To speed up transmission and to provide some semblance of security a code book was developed for use with semaphore lines. The Chappes' corporation used a code that took 92 of the basic symbols two at a time to yield 8,464 coded words and phrases.
From 1803 on, the French also used the 3-arm Depillon semaphore at coastal locations to provide warning of British incursions.
Sweden [edit]
At the same time as Chappe, the Swedish inventor Abraham Niclas Edelcrantz experimented with the optical telegraph in Sweden.

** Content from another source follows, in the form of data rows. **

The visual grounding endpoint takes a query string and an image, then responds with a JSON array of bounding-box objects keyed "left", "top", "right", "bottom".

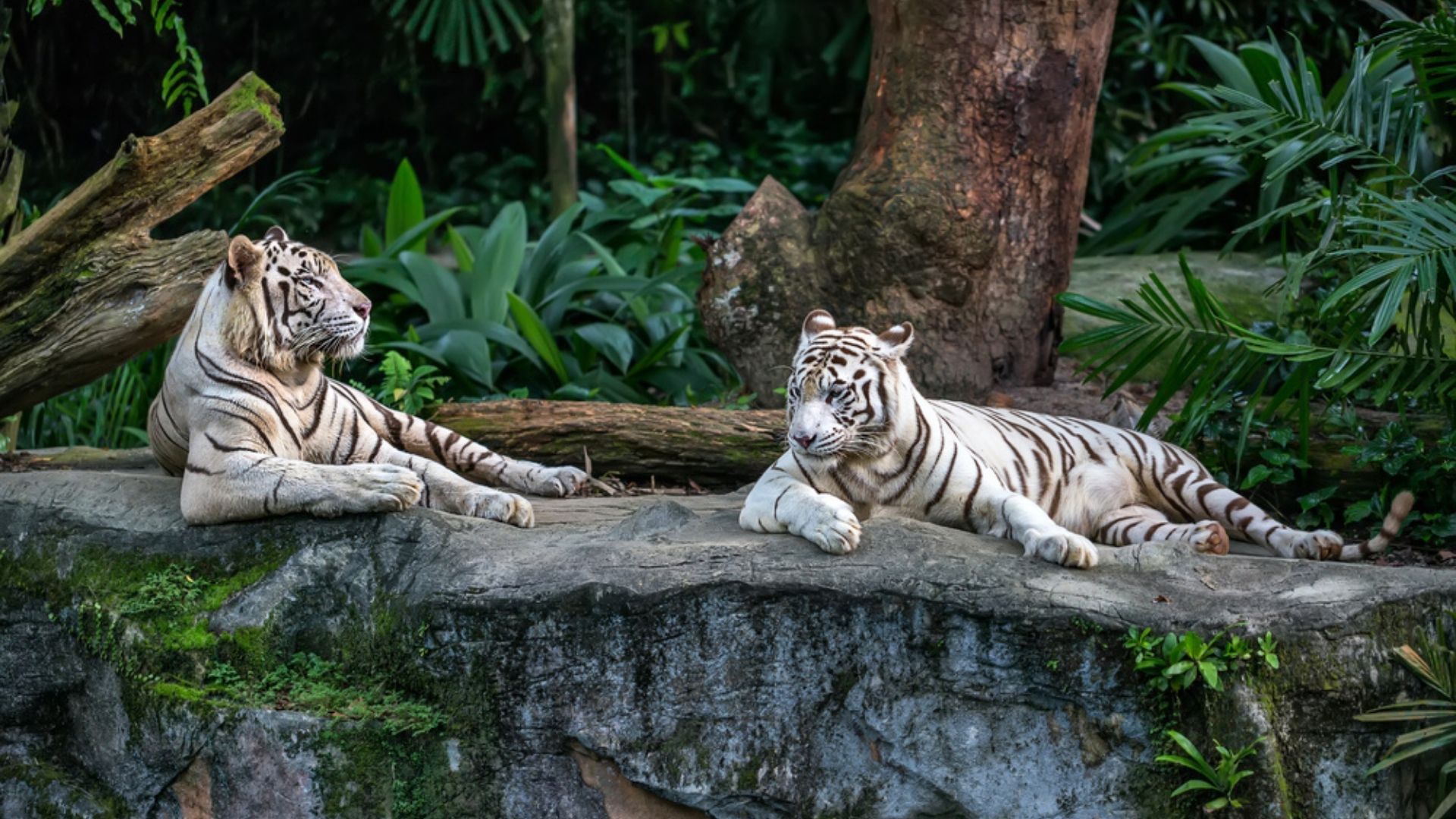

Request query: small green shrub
[
  {"left": 1157, "top": 730, "right": 1264, "bottom": 813},
  {"left": 344, "top": 149, "right": 753, "bottom": 403},
  {"left": 117, "top": 564, "right": 209, "bottom": 617},
  {"left": 1122, "top": 626, "right": 1279, "bottom": 692},
  {"left": 374, "top": 350, "right": 450, "bottom": 416}
]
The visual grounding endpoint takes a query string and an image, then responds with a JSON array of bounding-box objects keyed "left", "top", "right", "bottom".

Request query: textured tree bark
[
  {"left": 699, "top": 0, "right": 1117, "bottom": 402},
  {"left": 541, "top": 0, "right": 576, "bottom": 215},
  {"left": 0, "top": 74, "right": 282, "bottom": 417},
  {"left": 432, "top": 400, "right": 786, "bottom": 488}
]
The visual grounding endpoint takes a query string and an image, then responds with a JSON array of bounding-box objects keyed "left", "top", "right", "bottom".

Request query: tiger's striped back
[{"left": 741, "top": 310, "right": 1410, "bottom": 563}]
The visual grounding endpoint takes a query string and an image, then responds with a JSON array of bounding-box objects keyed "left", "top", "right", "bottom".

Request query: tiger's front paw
[
  {"left": 460, "top": 487, "right": 536, "bottom": 529},
  {"left": 1024, "top": 529, "right": 1097, "bottom": 568},
  {"left": 342, "top": 463, "right": 425, "bottom": 514},
  {"left": 789, "top": 494, "right": 861, "bottom": 555},
  {"left": 1293, "top": 529, "right": 1345, "bottom": 560},
  {"left": 526, "top": 466, "right": 588, "bottom": 497}
]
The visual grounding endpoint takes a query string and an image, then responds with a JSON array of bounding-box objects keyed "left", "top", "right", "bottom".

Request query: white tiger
[
  {"left": 738, "top": 310, "right": 1410, "bottom": 568},
  {"left": 147, "top": 228, "right": 587, "bottom": 526}
]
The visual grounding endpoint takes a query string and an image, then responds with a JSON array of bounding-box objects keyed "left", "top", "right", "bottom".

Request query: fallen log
[
  {"left": 0, "top": 73, "right": 284, "bottom": 417},
  {"left": 434, "top": 400, "right": 786, "bottom": 488},
  {"left": 432, "top": 388, "right": 1436, "bottom": 498}
]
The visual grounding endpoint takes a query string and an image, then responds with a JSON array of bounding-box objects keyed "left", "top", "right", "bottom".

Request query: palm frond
[{"left": 1059, "top": 255, "right": 1456, "bottom": 441}]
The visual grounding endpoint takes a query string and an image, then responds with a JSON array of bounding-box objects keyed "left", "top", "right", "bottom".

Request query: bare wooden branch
[
  {"left": 434, "top": 400, "right": 786, "bottom": 488},
  {"left": 0, "top": 73, "right": 284, "bottom": 416}
]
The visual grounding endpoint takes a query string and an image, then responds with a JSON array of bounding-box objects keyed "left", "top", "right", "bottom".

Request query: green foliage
[
  {"left": 375, "top": 350, "right": 450, "bottom": 416},
  {"left": 344, "top": 156, "right": 753, "bottom": 403},
  {"left": 19, "top": 344, "right": 172, "bottom": 449},
  {"left": 1157, "top": 730, "right": 1264, "bottom": 813},
  {"left": 224, "top": 651, "right": 444, "bottom": 736},
  {"left": 1341, "top": 421, "right": 1456, "bottom": 547},
  {"left": 27, "top": 0, "right": 209, "bottom": 114},
  {"left": 1063, "top": 11, "right": 1456, "bottom": 440},
  {"left": 117, "top": 564, "right": 209, "bottom": 617},
  {"left": 389, "top": 0, "right": 532, "bottom": 65},
  {"left": 228, "top": 168, "right": 318, "bottom": 236},
  {"left": 1356, "top": 612, "right": 1456, "bottom": 819},
  {"left": 1122, "top": 626, "right": 1279, "bottom": 694},
  {"left": 1094, "top": 0, "right": 1380, "bottom": 255}
]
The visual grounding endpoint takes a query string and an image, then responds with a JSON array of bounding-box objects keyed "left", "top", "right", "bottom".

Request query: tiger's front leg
[
  {"left": 738, "top": 453, "right": 861, "bottom": 555},
  {"left": 334, "top": 383, "right": 587, "bottom": 497},
  {"left": 923, "top": 450, "right": 1098, "bottom": 568},
  {"left": 328, "top": 413, "right": 536, "bottom": 528},
  {"left": 182, "top": 424, "right": 422, "bottom": 523}
]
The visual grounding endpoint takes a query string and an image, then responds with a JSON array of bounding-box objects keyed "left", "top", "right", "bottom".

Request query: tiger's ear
[
  {"left": 223, "top": 234, "right": 264, "bottom": 290},
  {"left": 799, "top": 310, "right": 836, "bottom": 344},
  {"left": 875, "top": 322, "right": 915, "bottom": 359}
]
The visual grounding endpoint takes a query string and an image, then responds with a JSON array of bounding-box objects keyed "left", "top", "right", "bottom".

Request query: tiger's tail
[{"left": 1339, "top": 493, "right": 1415, "bottom": 560}]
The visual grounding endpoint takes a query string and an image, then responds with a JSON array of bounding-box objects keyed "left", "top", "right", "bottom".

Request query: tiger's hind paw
[
  {"left": 1293, "top": 529, "right": 1345, "bottom": 560},
  {"left": 463, "top": 487, "right": 536, "bottom": 529},
  {"left": 1188, "top": 520, "right": 1228, "bottom": 555},
  {"left": 526, "top": 466, "right": 588, "bottom": 497},
  {"left": 1024, "top": 531, "right": 1097, "bottom": 568}
]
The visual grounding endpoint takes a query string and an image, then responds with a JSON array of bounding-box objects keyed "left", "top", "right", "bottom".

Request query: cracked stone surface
[{"left": 0, "top": 472, "right": 1456, "bottom": 819}]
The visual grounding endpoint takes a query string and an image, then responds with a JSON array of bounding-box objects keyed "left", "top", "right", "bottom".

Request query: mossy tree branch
[
  {"left": 434, "top": 400, "right": 786, "bottom": 488},
  {"left": 0, "top": 73, "right": 284, "bottom": 416}
]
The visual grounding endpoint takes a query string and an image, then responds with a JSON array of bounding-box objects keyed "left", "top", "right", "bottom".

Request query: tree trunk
[
  {"left": 0, "top": 74, "right": 282, "bottom": 417},
  {"left": 432, "top": 400, "right": 786, "bottom": 488},
  {"left": 699, "top": 0, "right": 1117, "bottom": 400},
  {"left": 541, "top": 0, "right": 576, "bottom": 215}
]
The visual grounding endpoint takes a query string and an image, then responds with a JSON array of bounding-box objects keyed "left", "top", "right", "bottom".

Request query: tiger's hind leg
[
  {"left": 1092, "top": 504, "right": 1228, "bottom": 555},
  {"left": 1157, "top": 450, "right": 1345, "bottom": 560}
]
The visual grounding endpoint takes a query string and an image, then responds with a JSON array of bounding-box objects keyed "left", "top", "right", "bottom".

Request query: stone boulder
[{"left": 0, "top": 472, "right": 1456, "bottom": 819}]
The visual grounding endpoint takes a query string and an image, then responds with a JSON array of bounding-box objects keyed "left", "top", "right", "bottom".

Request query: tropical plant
[
  {"left": 17, "top": 343, "right": 173, "bottom": 449},
  {"left": 344, "top": 158, "right": 752, "bottom": 403},
  {"left": 1356, "top": 612, "right": 1456, "bottom": 819},
  {"left": 1063, "top": 11, "right": 1456, "bottom": 441},
  {"left": 1078, "top": 0, "right": 1391, "bottom": 255},
  {"left": 389, "top": 0, "right": 532, "bottom": 65},
  {"left": 27, "top": 0, "right": 209, "bottom": 114},
  {"left": 1157, "top": 730, "right": 1264, "bottom": 813},
  {"left": 375, "top": 350, "right": 450, "bottom": 416},
  {"left": 1122, "top": 628, "right": 1228, "bottom": 692}
]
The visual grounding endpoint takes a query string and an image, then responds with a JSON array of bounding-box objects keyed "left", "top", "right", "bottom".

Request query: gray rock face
[{"left": 0, "top": 472, "right": 1456, "bottom": 819}]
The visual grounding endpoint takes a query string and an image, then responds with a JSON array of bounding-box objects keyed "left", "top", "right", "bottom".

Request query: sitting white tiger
[
  {"left": 147, "top": 228, "right": 587, "bottom": 526},
  {"left": 738, "top": 310, "right": 1410, "bottom": 568}
]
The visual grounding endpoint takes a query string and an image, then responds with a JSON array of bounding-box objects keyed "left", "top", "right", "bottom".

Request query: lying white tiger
[
  {"left": 738, "top": 310, "right": 1410, "bottom": 568},
  {"left": 147, "top": 228, "right": 587, "bottom": 526}
]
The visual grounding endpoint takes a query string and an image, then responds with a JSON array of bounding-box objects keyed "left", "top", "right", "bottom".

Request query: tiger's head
[
  {"left": 223, "top": 228, "right": 370, "bottom": 372},
  {"left": 788, "top": 310, "right": 915, "bottom": 457}
]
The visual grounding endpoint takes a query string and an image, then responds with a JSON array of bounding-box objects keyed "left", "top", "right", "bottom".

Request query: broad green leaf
[
  {"left": 466, "top": 202, "right": 527, "bottom": 324},
  {"left": 384, "top": 158, "right": 425, "bottom": 253},
  {"left": 505, "top": 293, "right": 570, "bottom": 383},
  {"left": 399, "top": 251, "right": 464, "bottom": 322},
  {"left": 383, "top": 207, "right": 463, "bottom": 256},
  {"left": 575, "top": 322, "right": 635, "bottom": 373}
]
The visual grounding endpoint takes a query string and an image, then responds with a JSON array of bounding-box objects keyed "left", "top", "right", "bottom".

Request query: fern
[
  {"left": 377, "top": 350, "right": 450, "bottom": 416},
  {"left": 1062, "top": 13, "right": 1456, "bottom": 440},
  {"left": 27, "top": 0, "right": 209, "bottom": 114}
]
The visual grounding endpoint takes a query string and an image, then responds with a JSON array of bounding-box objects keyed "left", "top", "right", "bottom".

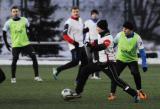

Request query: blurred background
[{"left": 0, "top": 0, "right": 160, "bottom": 64}]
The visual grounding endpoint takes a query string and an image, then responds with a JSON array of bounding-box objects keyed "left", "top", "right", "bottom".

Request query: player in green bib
[
  {"left": 3, "top": 6, "right": 42, "bottom": 83},
  {"left": 108, "top": 22, "right": 148, "bottom": 100}
]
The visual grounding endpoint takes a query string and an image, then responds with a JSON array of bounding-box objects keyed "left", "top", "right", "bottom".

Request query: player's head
[
  {"left": 11, "top": 6, "right": 20, "bottom": 18},
  {"left": 97, "top": 20, "right": 109, "bottom": 34},
  {"left": 71, "top": 7, "right": 79, "bottom": 18},
  {"left": 123, "top": 21, "right": 134, "bottom": 35},
  {"left": 91, "top": 9, "right": 99, "bottom": 19}
]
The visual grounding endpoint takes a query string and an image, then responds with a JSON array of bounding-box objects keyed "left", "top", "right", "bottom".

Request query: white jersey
[
  {"left": 114, "top": 32, "right": 144, "bottom": 50},
  {"left": 85, "top": 19, "right": 98, "bottom": 42},
  {"left": 98, "top": 35, "right": 116, "bottom": 62},
  {"left": 65, "top": 18, "right": 84, "bottom": 50}
]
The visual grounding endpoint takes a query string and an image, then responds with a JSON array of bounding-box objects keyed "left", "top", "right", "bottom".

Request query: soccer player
[
  {"left": 108, "top": 21, "right": 147, "bottom": 100},
  {"left": 3, "top": 6, "right": 42, "bottom": 83},
  {"left": 53, "top": 7, "right": 88, "bottom": 79},
  {"left": 66, "top": 20, "right": 139, "bottom": 103},
  {"left": 0, "top": 68, "right": 6, "bottom": 83},
  {"left": 85, "top": 9, "right": 101, "bottom": 79}
]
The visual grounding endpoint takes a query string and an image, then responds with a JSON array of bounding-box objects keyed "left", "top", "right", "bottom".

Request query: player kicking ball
[
  {"left": 3, "top": 6, "right": 43, "bottom": 83},
  {"left": 65, "top": 20, "right": 140, "bottom": 103},
  {"left": 108, "top": 21, "right": 148, "bottom": 100}
]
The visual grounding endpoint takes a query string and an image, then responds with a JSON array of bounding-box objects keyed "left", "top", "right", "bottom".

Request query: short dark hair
[
  {"left": 123, "top": 21, "right": 135, "bottom": 30},
  {"left": 71, "top": 6, "right": 79, "bottom": 11},
  {"left": 11, "top": 6, "right": 19, "bottom": 11},
  {"left": 91, "top": 9, "right": 99, "bottom": 15}
]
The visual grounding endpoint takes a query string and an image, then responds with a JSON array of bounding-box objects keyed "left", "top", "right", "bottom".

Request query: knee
[
  {"left": 30, "top": 54, "right": 37, "bottom": 61},
  {"left": 131, "top": 72, "right": 140, "bottom": 77},
  {"left": 72, "top": 60, "right": 79, "bottom": 66},
  {"left": 12, "top": 57, "right": 18, "bottom": 65}
]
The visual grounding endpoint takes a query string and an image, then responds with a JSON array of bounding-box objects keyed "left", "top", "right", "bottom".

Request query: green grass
[{"left": 0, "top": 65, "right": 160, "bottom": 109}]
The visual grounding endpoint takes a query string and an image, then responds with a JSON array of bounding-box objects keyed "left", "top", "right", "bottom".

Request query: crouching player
[{"left": 67, "top": 20, "right": 139, "bottom": 103}]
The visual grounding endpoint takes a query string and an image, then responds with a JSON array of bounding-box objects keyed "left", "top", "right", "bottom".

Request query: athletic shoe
[
  {"left": 137, "top": 90, "right": 147, "bottom": 100},
  {"left": 65, "top": 92, "right": 81, "bottom": 100},
  {"left": 108, "top": 93, "right": 116, "bottom": 101},
  {"left": 11, "top": 78, "right": 16, "bottom": 84},
  {"left": 34, "top": 76, "right": 43, "bottom": 82},
  {"left": 133, "top": 94, "right": 140, "bottom": 103},
  {"left": 53, "top": 68, "right": 58, "bottom": 80}
]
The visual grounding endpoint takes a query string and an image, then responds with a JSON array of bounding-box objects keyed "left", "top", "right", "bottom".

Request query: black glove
[
  {"left": 85, "top": 42, "right": 92, "bottom": 47},
  {"left": 6, "top": 44, "right": 11, "bottom": 51},
  {"left": 74, "top": 41, "right": 79, "bottom": 48},
  {"left": 142, "top": 67, "right": 148, "bottom": 72},
  {"left": 83, "top": 27, "right": 89, "bottom": 34}
]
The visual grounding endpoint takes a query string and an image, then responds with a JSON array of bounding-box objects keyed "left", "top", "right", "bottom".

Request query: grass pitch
[{"left": 0, "top": 65, "right": 160, "bottom": 109}]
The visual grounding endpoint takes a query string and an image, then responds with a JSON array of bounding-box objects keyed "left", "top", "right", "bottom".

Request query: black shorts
[{"left": 12, "top": 45, "right": 35, "bottom": 59}]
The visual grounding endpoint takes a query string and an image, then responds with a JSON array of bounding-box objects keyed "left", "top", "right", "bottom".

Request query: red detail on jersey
[
  {"left": 104, "top": 39, "right": 111, "bottom": 47},
  {"left": 63, "top": 34, "right": 75, "bottom": 44}
]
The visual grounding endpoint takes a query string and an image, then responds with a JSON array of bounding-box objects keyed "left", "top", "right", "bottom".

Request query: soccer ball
[{"left": 61, "top": 88, "right": 73, "bottom": 99}]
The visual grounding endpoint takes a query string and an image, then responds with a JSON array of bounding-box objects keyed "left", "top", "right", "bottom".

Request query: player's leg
[
  {"left": 108, "top": 60, "right": 126, "bottom": 100},
  {"left": 11, "top": 47, "right": 21, "bottom": 83},
  {"left": 53, "top": 49, "right": 79, "bottom": 79},
  {"left": 106, "top": 62, "right": 139, "bottom": 103},
  {"left": 93, "top": 51, "right": 101, "bottom": 79},
  {"left": 128, "top": 61, "right": 147, "bottom": 99},
  {"left": 68, "top": 63, "right": 101, "bottom": 99},
  {"left": 0, "top": 68, "right": 6, "bottom": 83},
  {"left": 76, "top": 47, "right": 88, "bottom": 82},
  {"left": 23, "top": 45, "right": 43, "bottom": 82}
]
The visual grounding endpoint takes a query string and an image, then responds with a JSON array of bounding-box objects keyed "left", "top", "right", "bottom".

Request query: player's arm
[
  {"left": 3, "top": 22, "right": 11, "bottom": 51},
  {"left": 137, "top": 37, "right": 148, "bottom": 72},
  {"left": 113, "top": 33, "right": 120, "bottom": 48},
  {"left": 91, "top": 39, "right": 111, "bottom": 51},
  {"left": 26, "top": 18, "right": 40, "bottom": 43},
  {"left": 63, "top": 24, "right": 79, "bottom": 47}
]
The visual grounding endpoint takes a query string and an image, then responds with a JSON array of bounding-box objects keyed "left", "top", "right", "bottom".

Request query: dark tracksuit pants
[
  {"left": 75, "top": 62, "right": 137, "bottom": 96},
  {"left": 0, "top": 68, "right": 6, "bottom": 83},
  {"left": 57, "top": 47, "right": 88, "bottom": 80},
  {"left": 11, "top": 45, "right": 39, "bottom": 78},
  {"left": 111, "top": 60, "right": 141, "bottom": 93}
]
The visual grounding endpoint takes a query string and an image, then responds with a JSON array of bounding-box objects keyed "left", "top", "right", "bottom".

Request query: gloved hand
[
  {"left": 85, "top": 42, "right": 92, "bottom": 47},
  {"left": 6, "top": 44, "right": 11, "bottom": 51},
  {"left": 73, "top": 41, "right": 79, "bottom": 48},
  {"left": 142, "top": 67, "right": 148, "bottom": 72}
]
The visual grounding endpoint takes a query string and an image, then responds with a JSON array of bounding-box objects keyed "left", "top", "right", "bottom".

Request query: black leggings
[
  {"left": 11, "top": 45, "right": 39, "bottom": 78},
  {"left": 0, "top": 68, "right": 6, "bottom": 83},
  {"left": 111, "top": 60, "right": 142, "bottom": 93},
  {"left": 75, "top": 62, "right": 137, "bottom": 96}
]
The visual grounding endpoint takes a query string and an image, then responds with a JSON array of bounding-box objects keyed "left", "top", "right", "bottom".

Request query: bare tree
[{"left": 124, "top": 0, "right": 160, "bottom": 43}]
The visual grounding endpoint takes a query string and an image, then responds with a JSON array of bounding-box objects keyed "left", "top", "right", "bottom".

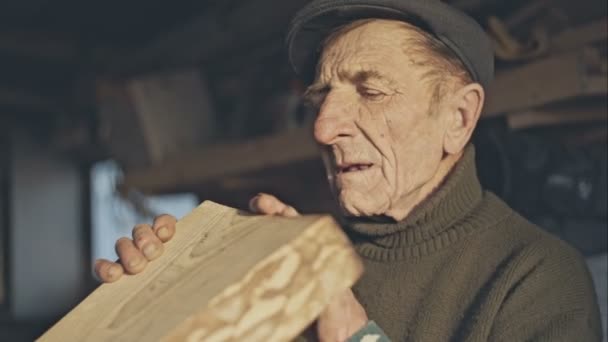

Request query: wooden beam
[
  {"left": 507, "top": 104, "right": 608, "bottom": 130},
  {"left": 40, "top": 202, "right": 363, "bottom": 342},
  {"left": 0, "top": 88, "right": 63, "bottom": 113},
  {"left": 484, "top": 48, "right": 608, "bottom": 117},
  {"left": 109, "top": 0, "right": 308, "bottom": 74},
  {"left": 98, "top": 69, "right": 222, "bottom": 167},
  {"left": 121, "top": 127, "right": 320, "bottom": 192},
  {"left": 0, "top": 32, "right": 80, "bottom": 63},
  {"left": 552, "top": 17, "right": 608, "bottom": 51},
  {"left": 121, "top": 127, "right": 320, "bottom": 192}
]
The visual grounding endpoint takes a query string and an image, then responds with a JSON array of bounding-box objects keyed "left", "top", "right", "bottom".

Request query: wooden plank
[
  {"left": 97, "top": 69, "right": 217, "bottom": 168},
  {"left": 507, "top": 104, "right": 608, "bottom": 130},
  {"left": 552, "top": 17, "right": 608, "bottom": 50},
  {"left": 108, "top": 0, "right": 308, "bottom": 73},
  {"left": 126, "top": 69, "right": 217, "bottom": 163},
  {"left": 0, "top": 87, "right": 62, "bottom": 113},
  {"left": 484, "top": 48, "right": 608, "bottom": 117},
  {"left": 0, "top": 32, "right": 82, "bottom": 63},
  {"left": 121, "top": 127, "right": 320, "bottom": 193},
  {"left": 39, "top": 202, "right": 362, "bottom": 342}
]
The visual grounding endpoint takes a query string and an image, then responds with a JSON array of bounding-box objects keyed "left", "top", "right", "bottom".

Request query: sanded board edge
[{"left": 39, "top": 202, "right": 362, "bottom": 341}]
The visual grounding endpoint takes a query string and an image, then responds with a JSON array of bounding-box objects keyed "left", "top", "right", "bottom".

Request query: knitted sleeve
[{"left": 489, "top": 239, "right": 602, "bottom": 342}]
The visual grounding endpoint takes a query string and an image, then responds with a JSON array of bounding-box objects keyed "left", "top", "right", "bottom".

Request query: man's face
[{"left": 309, "top": 20, "right": 452, "bottom": 217}]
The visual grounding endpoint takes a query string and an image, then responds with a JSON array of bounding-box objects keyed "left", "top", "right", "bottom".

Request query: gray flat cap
[{"left": 287, "top": 0, "right": 494, "bottom": 88}]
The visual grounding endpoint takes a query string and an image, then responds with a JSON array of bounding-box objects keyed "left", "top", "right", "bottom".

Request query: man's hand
[
  {"left": 317, "top": 289, "right": 369, "bottom": 342},
  {"left": 95, "top": 194, "right": 298, "bottom": 283},
  {"left": 95, "top": 194, "right": 368, "bottom": 342},
  {"left": 95, "top": 215, "right": 177, "bottom": 283}
]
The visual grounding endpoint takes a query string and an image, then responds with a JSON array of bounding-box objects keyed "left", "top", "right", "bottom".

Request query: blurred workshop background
[{"left": 0, "top": 0, "right": 608, "bottom": 341}]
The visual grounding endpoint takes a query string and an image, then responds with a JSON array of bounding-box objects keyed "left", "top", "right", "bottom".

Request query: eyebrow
[
  {"left": 344, "top": 69, "right": 396, "bottom": 85},
  {"left": 304, "top": 69, "right": 397, "bottom": 98}
]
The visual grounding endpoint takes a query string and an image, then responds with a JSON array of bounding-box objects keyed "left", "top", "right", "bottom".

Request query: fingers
[
  {"left": 249, "top": 193, "right": 300, "bottom": 217},
  {"left": 95, "top": 259, "right": 125, "bottom": 283},
  {"left": 133, "top": 224, "right": 163, "bottom": 261},
  {"left": 116, "top": 238, "right": 148, "bottom": 274},
  {"left": 152, "top": 214, "right": 177, "bottom": 242}
]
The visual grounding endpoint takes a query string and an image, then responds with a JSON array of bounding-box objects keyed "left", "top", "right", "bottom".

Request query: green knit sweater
[{"left": 345, "top": 147, "right": 601, "bottom": 342}]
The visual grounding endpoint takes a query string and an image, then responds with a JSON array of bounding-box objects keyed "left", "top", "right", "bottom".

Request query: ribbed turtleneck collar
[{"left": 343, "top": 146, "right": 490, "bottom": 260}]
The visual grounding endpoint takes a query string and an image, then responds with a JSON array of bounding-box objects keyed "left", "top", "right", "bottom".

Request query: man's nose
[{"left": 314, "top": 93, "right": 356, "bottom": 145}]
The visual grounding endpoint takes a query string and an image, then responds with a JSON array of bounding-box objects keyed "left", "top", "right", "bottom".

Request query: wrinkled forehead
[{"left": 316, "top": 19, "right": 426, "bottom": 80}]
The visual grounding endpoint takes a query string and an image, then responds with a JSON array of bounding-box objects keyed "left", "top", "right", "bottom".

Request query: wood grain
[{"left": 40, "top": 202, "right": 362, "bottom": 341}]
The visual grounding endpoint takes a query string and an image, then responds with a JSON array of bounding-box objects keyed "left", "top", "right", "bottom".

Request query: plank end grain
[{"left": 39, "top": 202, "right": 363, "bottom": 341}]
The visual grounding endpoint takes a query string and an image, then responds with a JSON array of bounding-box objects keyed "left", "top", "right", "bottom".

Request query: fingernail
[
  {"left": 156, "top": 227, "right": 170, "bottom": 240},
  {"left": 108, "top": 265, "right": 120, "bottom": 279},
  {"left": 143, "top": 243, "right": 156, "bottom": 259},
  {"left": 129, "top": 257, "right": 141, "bottom": 268}
]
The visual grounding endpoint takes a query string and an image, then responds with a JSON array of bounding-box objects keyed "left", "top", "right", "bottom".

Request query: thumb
[{"left": 249, "top": 193, "right": 300, "bottom": 217}]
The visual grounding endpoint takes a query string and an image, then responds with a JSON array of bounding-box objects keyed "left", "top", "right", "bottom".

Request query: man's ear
[{"left": 443, "top": 83, "right": 485, "bottom": 154}]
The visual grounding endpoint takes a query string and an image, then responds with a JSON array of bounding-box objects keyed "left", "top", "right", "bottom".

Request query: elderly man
[{"left": 96, "top": 0, "right": 601, "bottom": 341}]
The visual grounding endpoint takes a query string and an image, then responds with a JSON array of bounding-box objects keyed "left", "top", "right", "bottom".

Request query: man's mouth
[{"left": 338, "top": 163, "right": 374, "bottom": 174}]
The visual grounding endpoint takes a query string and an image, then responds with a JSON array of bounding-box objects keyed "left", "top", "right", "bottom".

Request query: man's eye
[{"left": 359, "top": 87, "right": 386, "bottom": 101}]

In 1794 he inaugurated his telegraph with a poem dedicated to the Swedish King on his birthday. The message went from the Palace in Stockholm to the King at Drottningholm.
Edelcrantz eventually developed his own system which was quite different from its French counterpart and nearly twice as fast. The system was based on ten collapsible iron shutters. The various positions of the shutters formed combinations of numbers which were translated into letters, words or phrases via codebooks. The telegraph network consisted of telegraph stations positioned at about 10 kilometres (6.2 mi) from one another.
Soon telegraph circuits linking castles and fortresses in the neighbourhood of Stockholm were set up and the system was extended to Grisslehamn and Åland. Subsequently telegraph circuits were introduced between Gothenburg and Marstrand, at Helsingborg and between Karlskrona and its fortresses. Sweden was the second country in the world, after France, to introduce an optical telegraph network. The Swedish optical telegraph network was restricted to the archipelagoes of Stockholm, Gothenburg and Karlskrona. Like its French counterpart, it was mainly used for military purposes.